Accordingly, the color filter formed using the green pigment colored resin composition of the present invention has no light leakage, high color purity, high luminance, and high contrast.

  In addition, as the luminance, in particular, a value larger than 56.0 is useful as a practical level, in particular, the embodiments of Examples 1 to 6 satisfy the characteristics at the practical level of luminance, Moreover, it is particularly preferable because the number of chips is reduced.

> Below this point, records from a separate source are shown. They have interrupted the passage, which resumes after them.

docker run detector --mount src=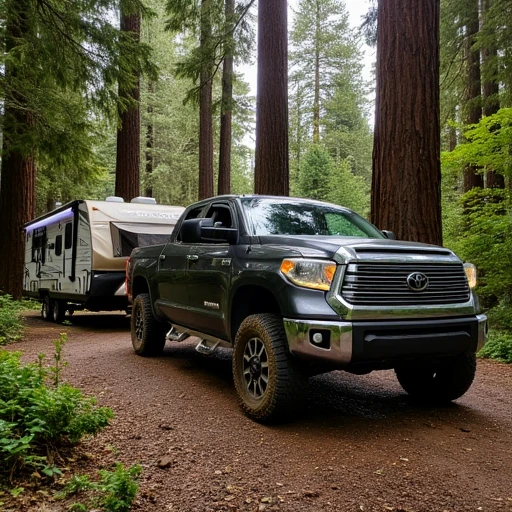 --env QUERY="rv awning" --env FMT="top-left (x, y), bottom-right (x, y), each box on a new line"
top-left (110, 222), bottom-right (174, 257)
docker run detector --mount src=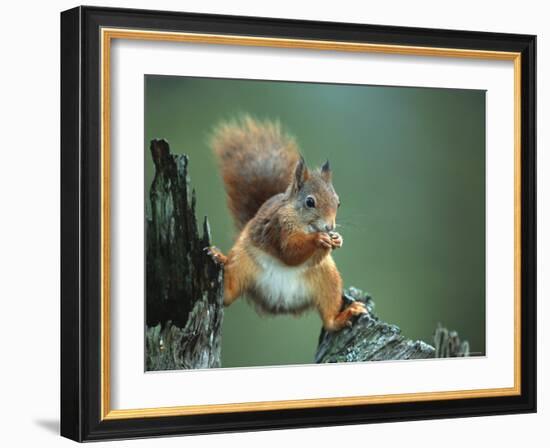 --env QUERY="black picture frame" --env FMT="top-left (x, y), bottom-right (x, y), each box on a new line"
top-left (61, 7), bottom-right (536, 441)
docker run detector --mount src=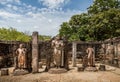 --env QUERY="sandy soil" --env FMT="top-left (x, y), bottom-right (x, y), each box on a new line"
top-left (0, 67), bottom-right (120, 82)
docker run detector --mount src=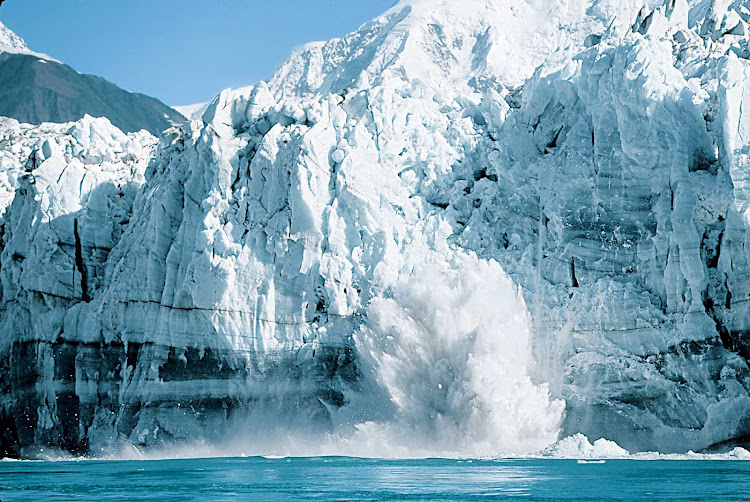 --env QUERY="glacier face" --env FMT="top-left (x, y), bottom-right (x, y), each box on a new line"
top-left (0, 0), bottom-right (750, 455)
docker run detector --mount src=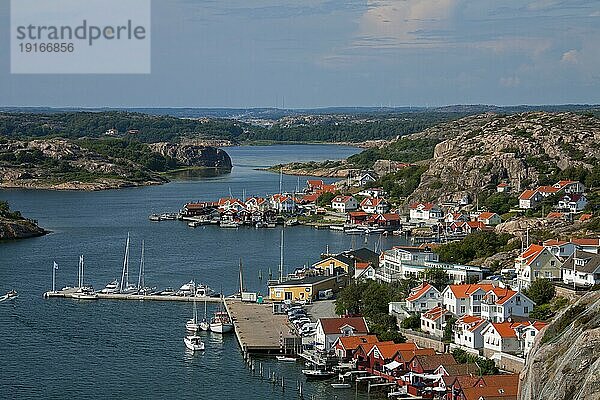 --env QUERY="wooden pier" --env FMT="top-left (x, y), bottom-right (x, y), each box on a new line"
top-left (225, 299), bottom-right (301, 354)
top-left (44, 288), bottom-right (223, 303)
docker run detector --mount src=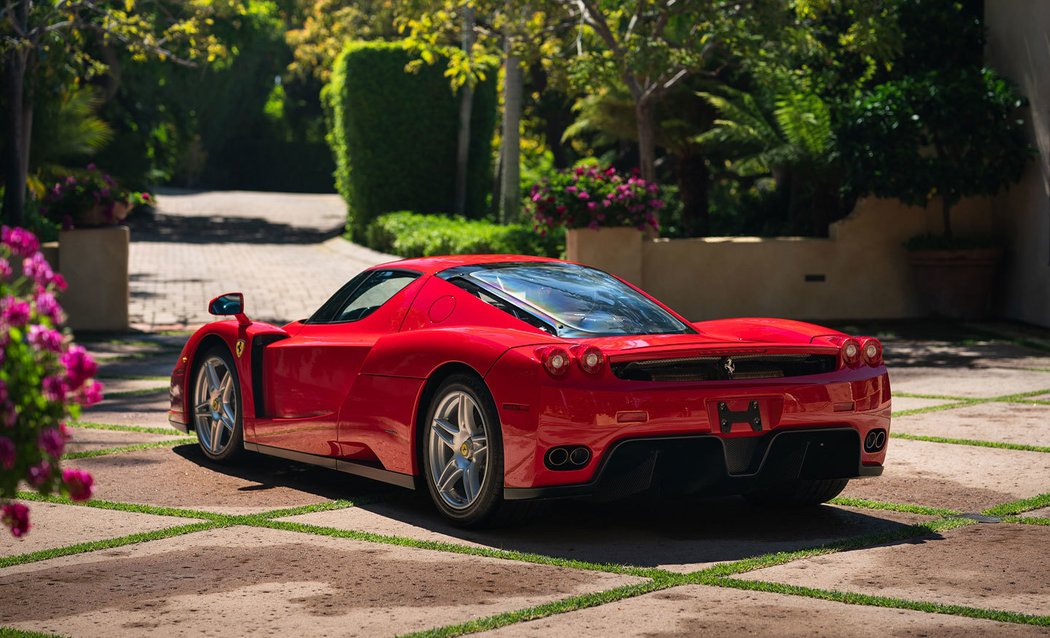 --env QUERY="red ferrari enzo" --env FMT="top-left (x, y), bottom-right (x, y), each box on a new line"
top-left (168, 255), bottom-right (890, 526)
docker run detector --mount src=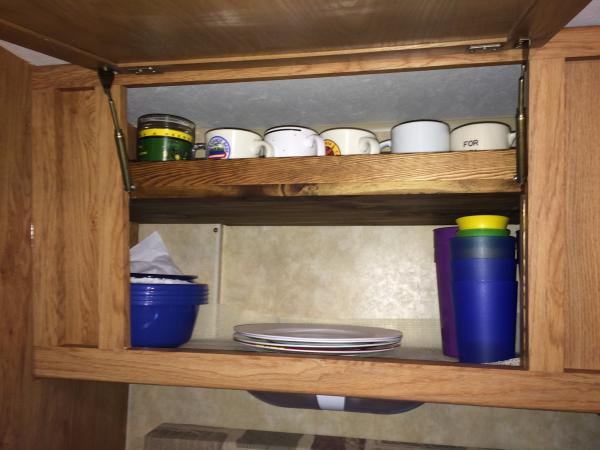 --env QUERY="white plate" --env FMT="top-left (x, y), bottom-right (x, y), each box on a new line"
top-left (234, 341), bottom-right (400, 356)
top-left (234, 323), bottom-right (402, 344)
top-left (233, 333), bottom-right (400, 349)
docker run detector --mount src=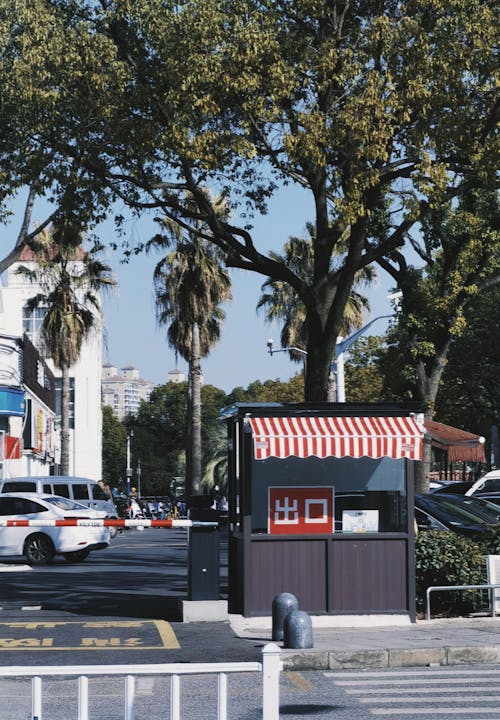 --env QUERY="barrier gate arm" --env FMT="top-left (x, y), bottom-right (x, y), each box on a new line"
top-left (0, 518), bottom-right (219, 528)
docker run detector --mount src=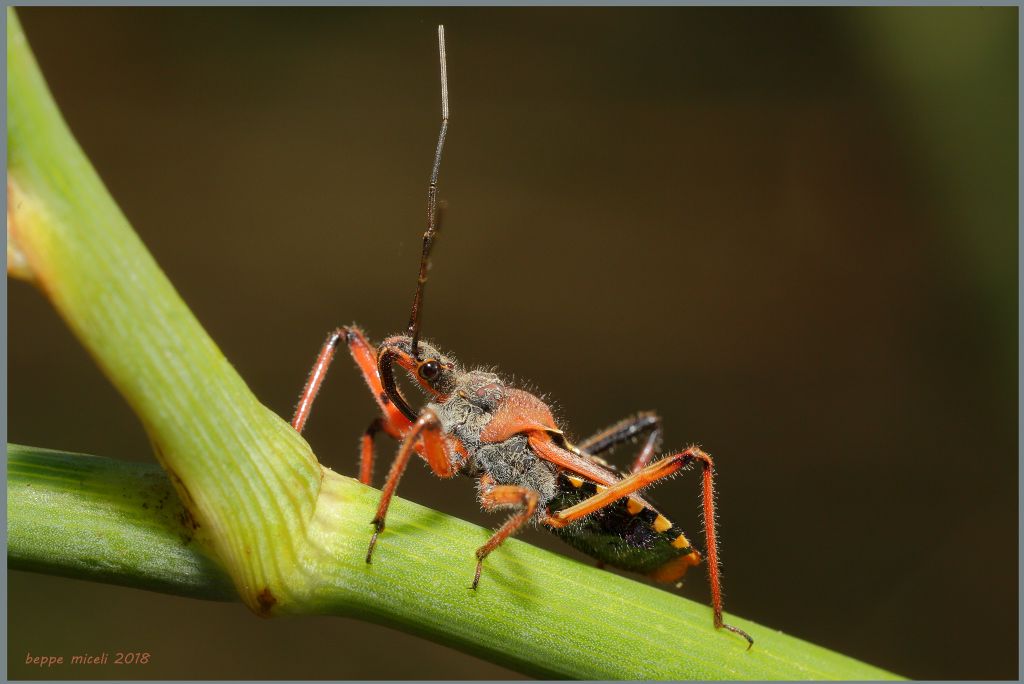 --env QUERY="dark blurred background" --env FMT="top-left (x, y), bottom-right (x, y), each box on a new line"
top-left (8, 7), bottom-right (1018, 679)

DESCRIPTION OF SYMBOLS 100 Organic EL element 20 Pixel 30 Organic protective layer 40 Inorganic oxide film 500 Organic light-emitting body 51 Hole injection layer 54 Electron injection layer

Claims (15)

(A) a zinc halide phthalocyanine green pigment, (B) a photopolymerization initiation system, (C) a binder resin and (H) a solvent,
Further, (D) a green pigment-colored resin composition comprising an orange dye and / or a red dye.   Furthermore, the green pigment coloring resin composition of Claim 1 characterized by including a yellow pigment | dye (E).   The green pigment coloring resin composition according to claim 1, further comprising (F) a dispersant.   The green pigment coloring resin composition according to any one of claims 1 to 3, wherein the (D) orange dye is a naphthol orange pigment.   The naphthol orange pigment is C.I. I. The green pigment-colored resin composition according to claim 4, which is CI Pigment Orange 38.   The green pigment coloring resin composition according to any one of claims 1 to 5, wherein the (D) red pigment is an anthraquinone red pigment.   The anthraquinone red pigment is C.I. I. It is pigment red 177, The green pigment coloring resin composition of Claim 6 characterized by the above-mentioned.   The green pigment-colored resin composition according to any one of claims 1 to 7, wherein the (A) halogenated zinc phthalocyanine green pigment is a brominated zinc phthalocyanine green pigment.   The colored resin composition according to any one of claims 1 to 8, wherein the (D) orange formula is contained in an amount of 0.01% by weight to 0.39% by weight in all pigments. .   The colored resin composition according to any one of claims 1 to 9, wherein the red pigment (D) is contained in an amount of 0.01% by weight to 1.5% by weight in all pigments. .   The green pigment coloring resin composition according to any one of claims 1 to 10, comprising an alkyl ether ester solvent as the solvent (H).   (G) The green pigment coloring resin composition as described in any one of Claims 1-11 characterized by containing a polymerizable monomer.   A color filter comprising a pixel formed using the green pigment colored resin composition according to any one of claims 1 to 12.   A liquid crystal display device comprising the color filter according to claim 13.   An organic EL display device comprising the color filter according to claim 13.